JCI Insight
. 2020 May 19;138070.
doi: 10.1172/jci.insight.138070. Online ahead of print.
Clinical and Pathological Investigation of Severe COVID-19 Patients
Shaohua Li 1 , Lina Jiang 1 , Xi Li 1 , Fang Lin 2 , Yijin Wang 1 , Boan Li 3 , Tianjun Jiang 4 , Weimin An 5 , Shuhong Liu 1 , Hongyang Liu 1 , Pengfei Xu 1 , Lihua Zhao 1 , Lixin Zhang 1 , Jinsong Mu 2 , Hongwei Wang 6 , Jiarui Kang 6 , Yan Li 1 , Lei Huang 4 , Caizhong Zhu 4 , Shousong Zhao 7 , Jiangyang Lu 6 , Junsheng Ji 4 , Jingmin Zhao 1
Affiliations
- PMID: 32427582
- DOI: 10.1172/jci.insight.138070
Abstract
Background: Severe acute respiratory coronavirus 2 (SARS-CoV-2) caused coronavirus disease 2019 (COVID-19) has become a pandemic. This study addressed the clinical and immunopathological characteristics of severe COVID-19.
Methods: Sixty-nine COVID-19 patients were classified into as severe and non-severe groups to analyze their clinical and laboratory characteristics. A panel of blood cytokines was quantified over time. Biopsy specimens from two deceased cases were obtained for immunopathological, ultrastructural, and in situ hybridization examinations.
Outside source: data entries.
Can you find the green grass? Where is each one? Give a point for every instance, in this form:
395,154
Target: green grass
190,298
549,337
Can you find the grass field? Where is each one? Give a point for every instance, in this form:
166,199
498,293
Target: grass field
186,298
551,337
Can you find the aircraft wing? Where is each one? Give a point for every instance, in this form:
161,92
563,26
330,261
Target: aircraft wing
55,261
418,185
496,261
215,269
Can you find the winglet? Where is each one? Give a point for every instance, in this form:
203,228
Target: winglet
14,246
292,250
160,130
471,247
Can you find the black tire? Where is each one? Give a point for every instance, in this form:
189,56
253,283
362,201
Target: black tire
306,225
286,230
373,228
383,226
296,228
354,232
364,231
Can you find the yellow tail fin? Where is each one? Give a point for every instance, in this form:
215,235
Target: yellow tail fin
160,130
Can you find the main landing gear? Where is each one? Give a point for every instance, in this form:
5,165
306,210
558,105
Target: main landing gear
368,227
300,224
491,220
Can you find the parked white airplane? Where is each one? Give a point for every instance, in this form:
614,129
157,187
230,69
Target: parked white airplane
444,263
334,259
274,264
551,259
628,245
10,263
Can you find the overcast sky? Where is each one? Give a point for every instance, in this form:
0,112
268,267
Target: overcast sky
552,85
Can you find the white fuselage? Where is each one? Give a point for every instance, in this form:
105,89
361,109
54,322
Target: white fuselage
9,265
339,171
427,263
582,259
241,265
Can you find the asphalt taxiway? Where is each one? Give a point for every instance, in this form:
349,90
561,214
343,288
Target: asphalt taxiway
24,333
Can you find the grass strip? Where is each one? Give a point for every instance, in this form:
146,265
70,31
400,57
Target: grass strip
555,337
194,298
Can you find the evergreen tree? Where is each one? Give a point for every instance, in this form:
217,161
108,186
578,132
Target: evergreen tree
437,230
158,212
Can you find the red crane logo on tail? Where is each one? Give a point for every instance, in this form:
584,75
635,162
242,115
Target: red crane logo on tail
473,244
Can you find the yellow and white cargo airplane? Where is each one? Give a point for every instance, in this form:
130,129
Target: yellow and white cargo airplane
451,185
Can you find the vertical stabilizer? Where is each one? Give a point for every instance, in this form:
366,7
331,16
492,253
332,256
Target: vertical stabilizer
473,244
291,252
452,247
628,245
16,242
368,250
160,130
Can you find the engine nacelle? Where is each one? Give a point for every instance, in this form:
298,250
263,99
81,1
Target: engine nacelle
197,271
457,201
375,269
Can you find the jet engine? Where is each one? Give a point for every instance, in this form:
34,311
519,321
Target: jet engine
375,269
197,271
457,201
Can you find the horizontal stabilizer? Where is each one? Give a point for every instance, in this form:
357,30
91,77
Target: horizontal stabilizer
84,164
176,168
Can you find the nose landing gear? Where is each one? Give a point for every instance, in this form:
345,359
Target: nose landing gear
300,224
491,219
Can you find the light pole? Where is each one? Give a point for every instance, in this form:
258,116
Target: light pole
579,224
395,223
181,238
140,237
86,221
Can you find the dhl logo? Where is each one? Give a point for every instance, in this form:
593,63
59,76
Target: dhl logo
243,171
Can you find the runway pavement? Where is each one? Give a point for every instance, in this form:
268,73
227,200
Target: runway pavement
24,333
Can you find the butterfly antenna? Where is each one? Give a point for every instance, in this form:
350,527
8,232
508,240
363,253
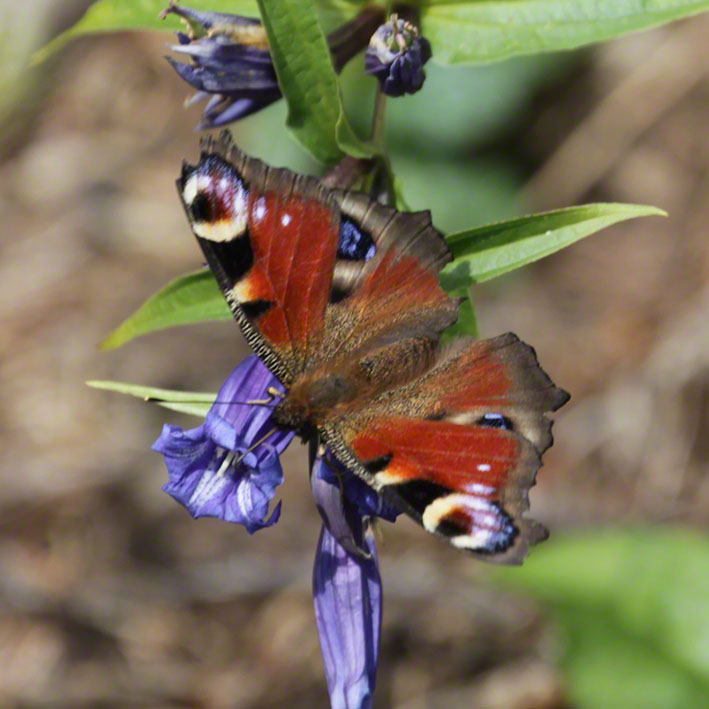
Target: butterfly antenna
273,393
254,446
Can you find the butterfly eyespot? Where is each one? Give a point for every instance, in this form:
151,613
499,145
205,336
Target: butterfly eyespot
496,421
355,243
200,210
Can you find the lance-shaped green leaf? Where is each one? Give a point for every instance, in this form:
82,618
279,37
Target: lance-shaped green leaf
491,250
631,606
189,299
308,81
492,30
187,402
467,323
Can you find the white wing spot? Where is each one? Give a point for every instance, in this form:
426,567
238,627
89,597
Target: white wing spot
260,208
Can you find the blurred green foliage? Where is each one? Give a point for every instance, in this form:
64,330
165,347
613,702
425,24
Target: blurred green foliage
632,612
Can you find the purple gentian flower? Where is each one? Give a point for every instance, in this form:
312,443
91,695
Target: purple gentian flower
231,63
206,475
212,474
396,55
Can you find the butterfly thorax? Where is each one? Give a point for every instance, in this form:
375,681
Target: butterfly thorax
310,398
319,397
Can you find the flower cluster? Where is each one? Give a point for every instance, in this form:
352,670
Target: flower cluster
231,65
229,468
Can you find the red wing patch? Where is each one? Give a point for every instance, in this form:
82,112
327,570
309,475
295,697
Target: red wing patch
455,479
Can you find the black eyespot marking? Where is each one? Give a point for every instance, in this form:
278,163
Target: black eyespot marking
201,209
235,257
420,493
501,531
496,421
376,465
355,243
254,309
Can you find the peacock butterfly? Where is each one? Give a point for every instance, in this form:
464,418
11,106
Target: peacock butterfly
339,296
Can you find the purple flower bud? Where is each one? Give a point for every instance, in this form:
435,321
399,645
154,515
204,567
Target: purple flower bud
207,473
231,61
347,592
396,55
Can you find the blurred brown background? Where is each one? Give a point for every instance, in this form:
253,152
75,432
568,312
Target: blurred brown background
111,595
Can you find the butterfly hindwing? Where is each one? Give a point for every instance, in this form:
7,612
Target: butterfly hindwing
459,447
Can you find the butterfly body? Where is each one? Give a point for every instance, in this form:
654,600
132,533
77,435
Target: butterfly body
339,296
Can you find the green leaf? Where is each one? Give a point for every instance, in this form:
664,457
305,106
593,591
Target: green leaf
492,30
491,250
632,609
308,81
467,323
186,402
189,299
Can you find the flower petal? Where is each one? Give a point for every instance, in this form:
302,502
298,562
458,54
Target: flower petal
348,605
212,471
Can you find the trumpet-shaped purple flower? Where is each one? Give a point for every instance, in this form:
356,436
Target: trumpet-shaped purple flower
231,63
396,55
347,592
205,466
228,468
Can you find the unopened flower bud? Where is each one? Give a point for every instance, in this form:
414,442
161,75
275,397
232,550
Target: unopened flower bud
396,55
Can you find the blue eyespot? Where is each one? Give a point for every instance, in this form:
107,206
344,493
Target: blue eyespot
496,421
355,244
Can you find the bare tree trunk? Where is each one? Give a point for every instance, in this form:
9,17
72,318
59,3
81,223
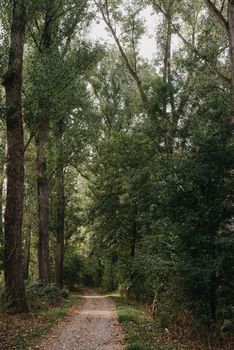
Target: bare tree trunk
14,280
60,208
231,45
42,144
27,253
43,203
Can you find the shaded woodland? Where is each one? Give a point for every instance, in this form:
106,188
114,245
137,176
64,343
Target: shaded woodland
116,171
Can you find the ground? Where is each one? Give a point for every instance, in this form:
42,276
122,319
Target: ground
93,326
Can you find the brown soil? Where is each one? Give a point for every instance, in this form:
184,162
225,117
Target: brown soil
93,326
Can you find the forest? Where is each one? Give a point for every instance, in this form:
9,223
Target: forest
116,170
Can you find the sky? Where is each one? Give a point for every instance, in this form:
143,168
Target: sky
148,43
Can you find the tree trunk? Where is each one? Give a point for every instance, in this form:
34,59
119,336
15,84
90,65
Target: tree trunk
27,253
43,202
60,208
231,45
14,280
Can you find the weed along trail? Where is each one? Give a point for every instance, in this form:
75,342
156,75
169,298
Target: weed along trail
93,326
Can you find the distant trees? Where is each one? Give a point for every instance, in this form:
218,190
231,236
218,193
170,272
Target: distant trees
128,162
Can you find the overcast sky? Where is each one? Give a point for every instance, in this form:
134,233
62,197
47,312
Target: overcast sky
148,43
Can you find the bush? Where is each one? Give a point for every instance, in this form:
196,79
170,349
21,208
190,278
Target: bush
50,293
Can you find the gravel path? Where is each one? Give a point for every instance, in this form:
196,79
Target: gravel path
93,326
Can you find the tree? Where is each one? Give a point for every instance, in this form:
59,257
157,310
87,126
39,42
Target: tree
15,162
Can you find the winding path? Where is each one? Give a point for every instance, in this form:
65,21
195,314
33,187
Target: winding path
93,326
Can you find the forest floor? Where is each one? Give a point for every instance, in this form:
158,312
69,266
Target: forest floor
93,326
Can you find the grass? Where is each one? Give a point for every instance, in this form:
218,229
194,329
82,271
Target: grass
142,332
24,332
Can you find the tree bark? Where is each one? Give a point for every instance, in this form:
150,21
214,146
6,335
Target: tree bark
231,46
42,145
60,208
43,202
14,280
27,253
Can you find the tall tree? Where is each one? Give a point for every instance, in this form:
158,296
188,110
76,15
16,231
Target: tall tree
15,162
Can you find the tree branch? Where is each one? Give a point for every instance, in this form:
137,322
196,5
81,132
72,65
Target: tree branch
194,49
107,20
218,14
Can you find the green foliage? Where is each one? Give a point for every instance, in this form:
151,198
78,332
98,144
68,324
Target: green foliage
50,293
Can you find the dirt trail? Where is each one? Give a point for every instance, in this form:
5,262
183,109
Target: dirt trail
93,326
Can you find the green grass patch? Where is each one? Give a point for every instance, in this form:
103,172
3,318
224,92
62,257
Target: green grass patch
142,332
24,332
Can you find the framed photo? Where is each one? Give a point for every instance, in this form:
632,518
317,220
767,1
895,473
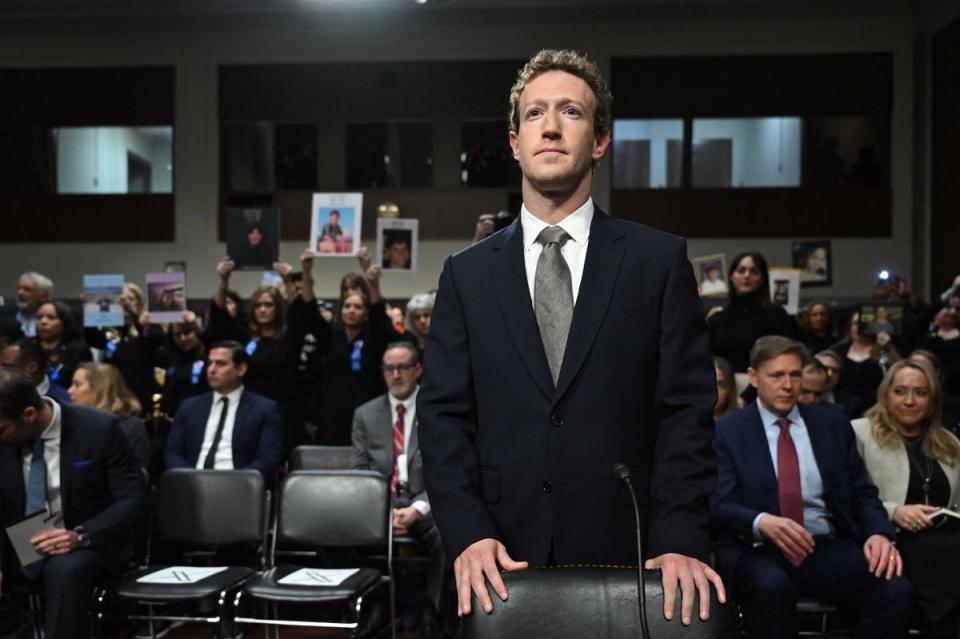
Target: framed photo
397,241
711,272
815,261
253,238
880,318
785,288
166,296
335,223
101,307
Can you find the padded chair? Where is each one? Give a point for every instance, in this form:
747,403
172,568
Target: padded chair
321,458
320,510
197,509
588,601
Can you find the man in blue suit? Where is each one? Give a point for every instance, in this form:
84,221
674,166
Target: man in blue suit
75,463
796,512
559,346
229,427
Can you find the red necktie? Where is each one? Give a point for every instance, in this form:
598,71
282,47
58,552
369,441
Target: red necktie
397,448
788,467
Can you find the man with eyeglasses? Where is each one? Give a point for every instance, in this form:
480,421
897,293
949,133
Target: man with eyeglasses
385,439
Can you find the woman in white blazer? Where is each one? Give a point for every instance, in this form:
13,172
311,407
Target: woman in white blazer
915,463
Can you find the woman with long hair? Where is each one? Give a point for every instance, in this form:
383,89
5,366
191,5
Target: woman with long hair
915,463
102,386
749,314
59,336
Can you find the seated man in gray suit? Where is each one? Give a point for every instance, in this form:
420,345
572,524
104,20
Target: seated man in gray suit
385,439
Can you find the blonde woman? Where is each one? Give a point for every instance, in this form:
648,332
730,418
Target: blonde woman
102,386
915,463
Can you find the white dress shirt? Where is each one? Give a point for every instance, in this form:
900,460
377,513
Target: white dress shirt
577,226
409,422
51,455
223,458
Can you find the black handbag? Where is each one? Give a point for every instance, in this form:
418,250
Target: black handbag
589,602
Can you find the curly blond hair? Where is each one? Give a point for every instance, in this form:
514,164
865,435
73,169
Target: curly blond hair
937,443
570,62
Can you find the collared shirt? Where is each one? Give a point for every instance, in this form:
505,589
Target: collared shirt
409,421
223,458
577,226
816,517
51,455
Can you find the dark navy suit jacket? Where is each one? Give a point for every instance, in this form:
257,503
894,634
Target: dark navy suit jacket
102,487
747,484
257,433
508,456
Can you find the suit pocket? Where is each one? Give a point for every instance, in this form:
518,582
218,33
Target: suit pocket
490,485
640,480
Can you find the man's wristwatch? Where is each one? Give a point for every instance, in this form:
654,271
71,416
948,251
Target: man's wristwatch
83,540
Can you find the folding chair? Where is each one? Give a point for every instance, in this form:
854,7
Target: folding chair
326,510
321,458
196,509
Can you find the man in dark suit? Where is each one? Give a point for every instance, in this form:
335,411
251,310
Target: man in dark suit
230,427
559,346
796,512
385,439
74,462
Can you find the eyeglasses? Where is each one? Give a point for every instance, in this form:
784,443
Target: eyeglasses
399,368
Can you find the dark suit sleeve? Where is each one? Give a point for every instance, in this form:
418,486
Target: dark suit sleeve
128,491
684,464
269,454
447,409
175,453
726,504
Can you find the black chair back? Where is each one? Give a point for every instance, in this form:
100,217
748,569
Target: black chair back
210,507
321,458
578,602
330,508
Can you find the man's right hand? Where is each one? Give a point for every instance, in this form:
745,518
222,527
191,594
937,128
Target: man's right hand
481,559
789,536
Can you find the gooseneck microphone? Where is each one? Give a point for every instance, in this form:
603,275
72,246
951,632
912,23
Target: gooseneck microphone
621,472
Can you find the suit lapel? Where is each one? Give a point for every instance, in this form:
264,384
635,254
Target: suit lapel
604,254
513,295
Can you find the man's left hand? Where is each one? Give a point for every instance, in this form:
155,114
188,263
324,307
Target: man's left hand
882,557
694,576
56,542
403,519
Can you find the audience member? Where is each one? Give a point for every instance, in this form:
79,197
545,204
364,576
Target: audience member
726,388
101,386
33,289
813,383
385,439
861,370
915,463
135,347
98,503
353,346
28,356
749,314
816,330
59,336
230,427
272,344
796,511
833,366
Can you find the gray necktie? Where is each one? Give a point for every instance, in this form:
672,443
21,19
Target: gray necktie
553,297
Results: Circulating cytokines, including IL8, IL6, TNFα, IP10, MCP1, and RANTES, were significantly elevated in severe COVID-19 patients. Dynamic IL6 and IL8 were associated with disease progression. SARS-CoV-2 was demonstrated to infect type II, type I pneumocytes and endothelial cells, leading to severe lung damage through cell pyroptosis and apoptosis. In severe cases, lymphopenia, neutrophilia, depletion of CD4+ and CD8+ T lymphocytes, and massive macrophage and neutrophil infiltrates were observed in both blood and lung tissues.
Conclusions: A panel of circulating cytokines could be used to predict disease deterioration and inform clinical interventions. Severe pulmonary damage was predominantly attributed to both SARS-CoV-2 caused cytopathy and immunopathologic damage. Strategies that encourage pulmonary recruitment and overactivation of inflammatory cells by suppressing cytokine storm might improve the outcomes of severe COVID-19 patients.
Keywords: Apoptosis; Infectious disease; Macrophages; Medical statistics; Pulmonology.